Government’s pay offer to civil servants next year will "partly" take into account inflation, chancellor of the Duchy of Lancaster Oliver Dowden has said – but he has ruled out a resettlement of this year's 2-3% pay offer.
Pay remit guidance for 2023-24 will be put together “in the context of higher inflation and I would expect some of that to be recognised in the sort of pay settlement that we're able to give to civil servants,” the Cabinet Office's most senior minister told the Public Administration and Constitutional Affairs Committee this morning.
But he added: “Nonetheless, in determining the level of that, we have to be cognisant of the wider pressures on the public finances which ultimately can only be paid for by higher taxes or by increase borrowing or by savings elsewhere in government. Ministers have to, in straitened times like these, take difficult decisions."

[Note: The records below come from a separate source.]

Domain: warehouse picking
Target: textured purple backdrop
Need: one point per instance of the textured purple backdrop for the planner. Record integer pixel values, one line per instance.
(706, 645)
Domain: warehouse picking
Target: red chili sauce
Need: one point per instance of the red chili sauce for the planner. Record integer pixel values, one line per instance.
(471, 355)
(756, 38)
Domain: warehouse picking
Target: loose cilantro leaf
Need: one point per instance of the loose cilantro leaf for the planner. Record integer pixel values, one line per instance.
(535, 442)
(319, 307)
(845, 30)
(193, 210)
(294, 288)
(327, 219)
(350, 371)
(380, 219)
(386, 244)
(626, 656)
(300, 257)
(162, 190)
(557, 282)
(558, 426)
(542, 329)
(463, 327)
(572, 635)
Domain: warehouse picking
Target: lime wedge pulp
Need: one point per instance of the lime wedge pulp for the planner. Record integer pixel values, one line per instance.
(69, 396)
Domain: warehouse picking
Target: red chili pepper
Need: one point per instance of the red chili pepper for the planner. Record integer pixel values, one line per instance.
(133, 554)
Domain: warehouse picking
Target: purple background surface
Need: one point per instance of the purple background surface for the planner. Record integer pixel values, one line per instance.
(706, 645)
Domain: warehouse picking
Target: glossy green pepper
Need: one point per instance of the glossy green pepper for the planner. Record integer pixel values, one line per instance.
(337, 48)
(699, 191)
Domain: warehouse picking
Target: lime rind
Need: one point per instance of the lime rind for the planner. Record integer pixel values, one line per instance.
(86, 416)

And Dowden confirmed the government will make no revised offer for 2022-23 – despite widespread strikes, which unions have said will only be resolve if the government addresses this year’s pay crisis.

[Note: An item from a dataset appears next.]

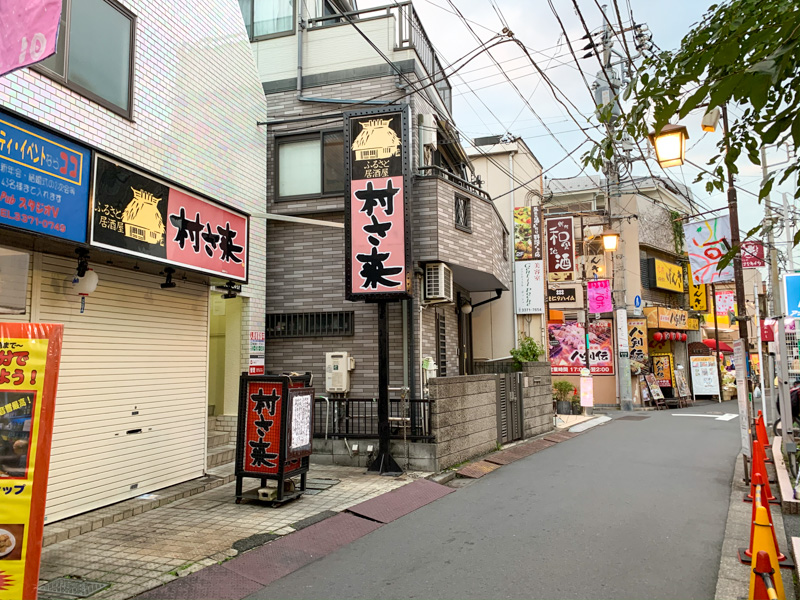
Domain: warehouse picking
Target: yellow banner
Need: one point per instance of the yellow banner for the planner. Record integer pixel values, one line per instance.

Inflation is currently 9.2%, far outstripping the 2-3% pay rise offered to most officials this year.
But Dowden said: “What we are currently considering is the settlement for this financial year that is about start, the 23-24 financial year.
“We are engaging with [unions] for this coming financial year but it's been a principle across government and I think a correct one that we can't start unpicking deals that have been previously agreed.”

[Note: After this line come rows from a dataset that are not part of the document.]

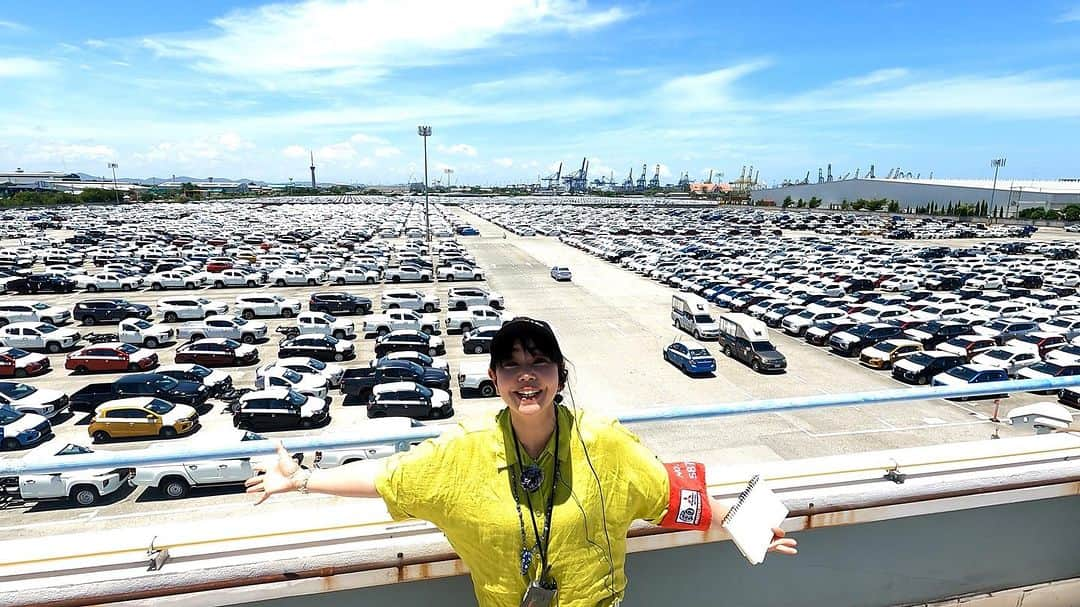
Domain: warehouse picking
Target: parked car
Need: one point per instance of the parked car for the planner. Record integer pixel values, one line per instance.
(38, 336)
(15, 362)
(406, 399)
(216, 352)
(280, 408)
(478, 340)
(110, 358)
(322, 347)
(561, 273)
(690, 356)
(142, 417)
(337, 302)
(31, 399)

Unions, however, did not agree to the 2-3% rise.
The civil service's biggest union, PCS, is still calling for a 10% pay rise for this year. Some 100,000 of its members have voted to go on strike over pay and other concerns.
Dowden said he wants to ensure that we government gets “the best possible deal for people working in the civil service” but would have to balance this against the “near unprecedented strains” on public finances.
“I would like us to be able to get a decent pay settlement, as I would do across all areas of the public sector, but that will have to be based on affordability through the affordability process that that we undergo with the Treasury,” he said.
Unions have called negotiations with the Cabinet Office so far a “farce”, however, saying no more money has yet been offered.
In a letter to civil servants in December, Simon Case acknowledged anger over pay in the civil service and said top officials were working with ministers and unions to improve pay “as a priority”. He referenced the as-yet-unreleased Civil Service People Survey for 2022, which revealed unhappiness with wages and a drop in morale.
Dowden was also asked how the government was responding to a PCS survey last year which found one in 12 civil servants were using food banks and more than a third had skipped meals due to a lack of food.
The Cabinet Office minister said he takes "very seriously the pressures on people on lower incomes" and would “expect” the government to “skew” settlements to give higher rises to those on lower incomes.
Dowden also pointed to the government’s energy bills support package for those on lower wages, adding: “The civil service is not uniquely exposed or uniquely immune to the wider cost of living pressures we have at the moment."
He also said he does not think the public “would expect civil servants to be at the upper end of public pay, particularly at a time when we have rapidly rising inflation”.
The minister added that the government would attempt to offer higher pay in return for greater efficiency, referring to multi-year settlements agreed with the Ministry of Justice.
In 2021, unions accepted a three-year 9.9% pay rise for MoJ servants in exchange for cuts to overtime rates and other changes to terms and conditions.